医学博士 三島 渉(横浜弘明寺呼吸器内科・内科クリニック理事長)
最終更新日 2025年11月22日

 ・自分のいびきで目が覚める

 ・ちゃんと寝ているはずなのに寝た気がしない

 ・日中、猛烈な眠気に襲われる

このような悩みが続いているなら、睡眠時無呼吸症候群という病気のせいかもしれません。

国内では約300万から500万人が睡眠時無呼吸症候群と推定されていますが、実際に治療を受けている患者さんは約20万人程度と言われており、多くの方が気づかないまま過ごしているのが現状です。
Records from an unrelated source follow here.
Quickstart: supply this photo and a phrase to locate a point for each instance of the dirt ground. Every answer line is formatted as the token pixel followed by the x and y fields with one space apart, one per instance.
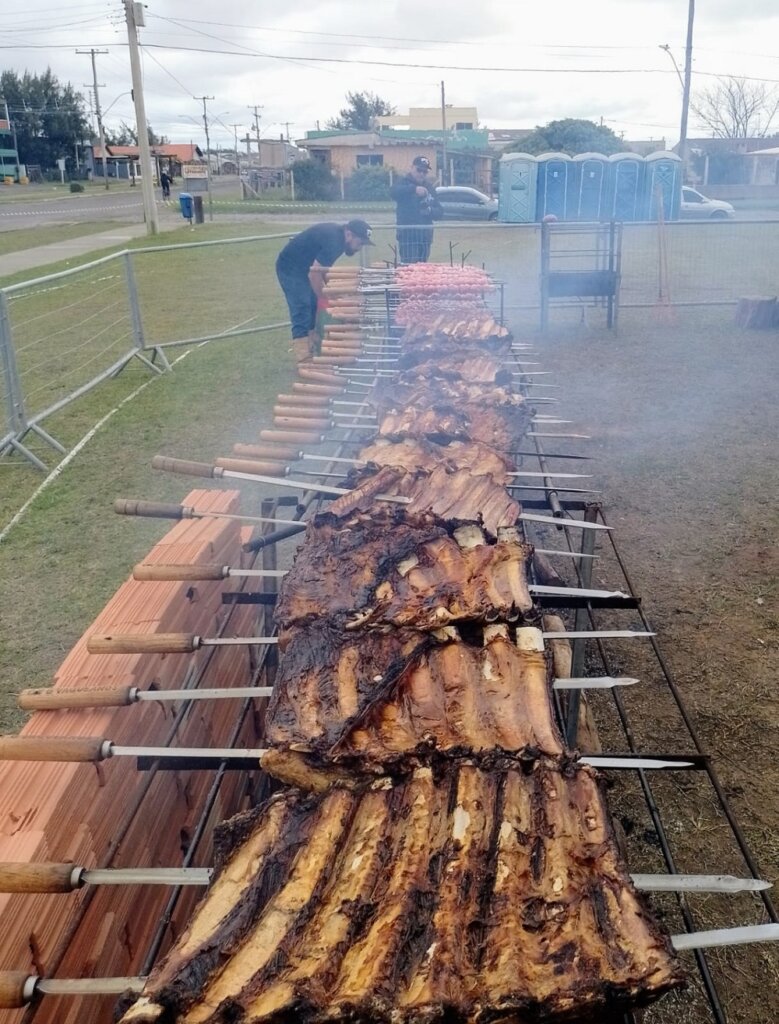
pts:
pixel 683 413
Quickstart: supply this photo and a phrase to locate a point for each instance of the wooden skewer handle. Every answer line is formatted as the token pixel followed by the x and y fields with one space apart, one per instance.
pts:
pixel 153 510
pixel 300 423
pixel 142 643
pixel 47 698
pixel 184 466
pixel 267 452
pixel 293 436
pixel 51 749
pixel 160 571
pixel 40 878
pixel 12 989
pixel 329 389
pixel 254 466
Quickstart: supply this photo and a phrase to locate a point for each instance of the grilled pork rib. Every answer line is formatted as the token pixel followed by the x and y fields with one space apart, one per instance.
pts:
pixel 377 698
pixel 467 897
pixel 393 568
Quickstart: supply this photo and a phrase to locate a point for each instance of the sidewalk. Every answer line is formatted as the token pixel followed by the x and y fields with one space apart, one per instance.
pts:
pixel 28 259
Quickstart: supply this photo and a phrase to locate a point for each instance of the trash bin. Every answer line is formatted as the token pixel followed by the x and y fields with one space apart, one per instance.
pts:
pixel 185 202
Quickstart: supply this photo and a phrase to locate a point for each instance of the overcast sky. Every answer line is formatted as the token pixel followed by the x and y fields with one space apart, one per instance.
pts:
pixel 297 59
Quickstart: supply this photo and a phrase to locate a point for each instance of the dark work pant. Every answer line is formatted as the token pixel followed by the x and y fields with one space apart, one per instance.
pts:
pixel 301 300
pixel 414 244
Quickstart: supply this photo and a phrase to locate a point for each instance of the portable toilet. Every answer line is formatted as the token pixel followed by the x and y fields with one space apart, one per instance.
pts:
pixel 554 170
pixel 662 182
pixel 624 186
pixel 587 186
pixel 516 187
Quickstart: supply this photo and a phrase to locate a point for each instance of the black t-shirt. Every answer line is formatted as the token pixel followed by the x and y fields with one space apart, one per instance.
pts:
pixel 320 243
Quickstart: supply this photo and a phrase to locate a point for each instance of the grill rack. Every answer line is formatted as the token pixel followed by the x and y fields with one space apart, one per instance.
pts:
pixel 598 659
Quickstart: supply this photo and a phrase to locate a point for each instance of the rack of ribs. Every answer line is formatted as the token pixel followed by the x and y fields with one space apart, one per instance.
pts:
pixel 395 568
pixel 469 896
pixel 383 698
pixel 414 454
pixel 455 363
pixel 457 495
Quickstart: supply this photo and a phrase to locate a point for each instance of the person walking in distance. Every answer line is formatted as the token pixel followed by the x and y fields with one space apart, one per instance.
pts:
pixel 301 268
pixel 417 208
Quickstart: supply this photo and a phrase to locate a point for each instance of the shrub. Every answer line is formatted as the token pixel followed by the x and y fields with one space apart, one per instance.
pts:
pixel 371 184
pixel 313 180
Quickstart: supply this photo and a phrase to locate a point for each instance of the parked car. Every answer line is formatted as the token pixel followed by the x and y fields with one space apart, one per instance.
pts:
pixel 698 206
pixel 462 203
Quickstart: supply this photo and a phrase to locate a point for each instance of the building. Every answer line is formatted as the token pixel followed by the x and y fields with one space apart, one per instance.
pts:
pixel 124 161
pixel 431 119
pixel 469 158
pixel 731 162
pixel 644 146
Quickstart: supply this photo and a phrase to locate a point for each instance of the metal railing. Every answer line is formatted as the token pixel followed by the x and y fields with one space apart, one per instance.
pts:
pixel 63 334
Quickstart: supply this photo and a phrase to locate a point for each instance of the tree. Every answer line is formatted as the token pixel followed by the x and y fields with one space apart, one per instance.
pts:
pixel 737 109
pixel 361 113
pixel 570 135
pixel 49 118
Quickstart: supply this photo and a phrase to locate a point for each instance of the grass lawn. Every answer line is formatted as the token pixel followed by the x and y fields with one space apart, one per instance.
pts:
pixel 32 238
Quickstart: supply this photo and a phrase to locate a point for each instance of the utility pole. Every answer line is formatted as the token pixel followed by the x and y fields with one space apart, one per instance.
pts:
pixel 687 85
pixel 237 158
pixel 93 53
pixel 443 126
pixel 256 110
pixel 134 16
pixel 205 99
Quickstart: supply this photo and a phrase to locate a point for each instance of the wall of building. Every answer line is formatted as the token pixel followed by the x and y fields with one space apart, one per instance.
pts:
pixel 343 159
pixel 429 118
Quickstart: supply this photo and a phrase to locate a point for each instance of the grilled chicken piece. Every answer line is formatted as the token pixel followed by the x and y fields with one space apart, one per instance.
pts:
pixel 470 896
pixel 414 454
pixel 360 700
pixel 392 568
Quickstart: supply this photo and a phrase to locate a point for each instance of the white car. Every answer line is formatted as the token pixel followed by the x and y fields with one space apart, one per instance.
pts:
pixel 462 203
pixel 695 205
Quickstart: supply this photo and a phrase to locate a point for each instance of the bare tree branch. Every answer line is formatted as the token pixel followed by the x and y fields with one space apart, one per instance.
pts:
pixel 737 109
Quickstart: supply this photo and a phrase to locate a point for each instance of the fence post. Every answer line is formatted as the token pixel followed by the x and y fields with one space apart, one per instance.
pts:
pixel 13 396
pixel 136 322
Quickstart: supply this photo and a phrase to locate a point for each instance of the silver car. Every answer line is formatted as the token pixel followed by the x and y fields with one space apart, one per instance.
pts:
pixel 695 205
pixel 466 204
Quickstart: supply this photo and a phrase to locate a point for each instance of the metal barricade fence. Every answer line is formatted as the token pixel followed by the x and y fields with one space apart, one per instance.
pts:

この記事では、睡眠時無呼吸症候群の初期症状について解説します。気になる症状がある方は、ぜひ最後までご覧ください。

1.睡眠時無呼吸症候群とはどんな病気か


睡眠時無呼吸症候群とは、眠っている間に空気の通り道である気道が狭くなることで、呼吸が止まったり、浅くなったりすることを繰り返す病気です。

◆「睡眠時無呼吸症候群の症状・検査・治療の基本情報」>>

医学的には、就寝中に10秒以上呼吸が止まったり、呼吸が弱くなったりする状態が、1時間あたり平均5回以上繰り返されることと定義されています。

この病気になると、深い睡眠をとることができず、熟眠感が得られなくなります。

また、呼吸が妨げられることにより、体内の酸素が不足すると、酸素を補うために心臓の働きが強くなり、心臓や血管に負担がかかります。

重症患者さんでは、健康な人と比べて2.6 倍の死亡率の増加があるという研究結果も報告されており、適切な治療が重要です。

◆「睡眠時無呼吸症候群の危険性とは?」>>

【参考情報】”Sleep apnea” by Mayo clinic
https://www.mayoclinic.org/diseases-conditions/sleep-apnea/symptoms-causes/syc-20377631

【参考情報】『重症睡眠時無呼吸症候群(SAS)患者の死亡率は健常者の2.6倍』無呼吸ラボ
https://mukokyu-lab.jp/factsheet/factsheet1.html

【参考情報】”Sleep Apnea – What Is Sleep Apnea?” by National Heart, Lung, and Blood Institute
https://www.nhlbi.nih.gov/health/sleep-apnea

2.睡眠時無呼吸症候群の初期症状


睡眠時無呼吸症候群になっても、疲れやストレス、加齢のせいで調子が悪いと勘違いしている人は少なくありません。

以下に紹介するサインを見逃さず、初期のうちに対策を講じましょう。

2-1.いびき


いびきは、睡眠時無呼吸症候群でよくみられる症状のひとつです。

健康な人でも、疲れているときやお酒を飲み過ぎたときなどにいびきをかくことはありますが、毎晩のように激しいいびきがあるのなら、睡眠時無呼吸症候群の疑いが強いです。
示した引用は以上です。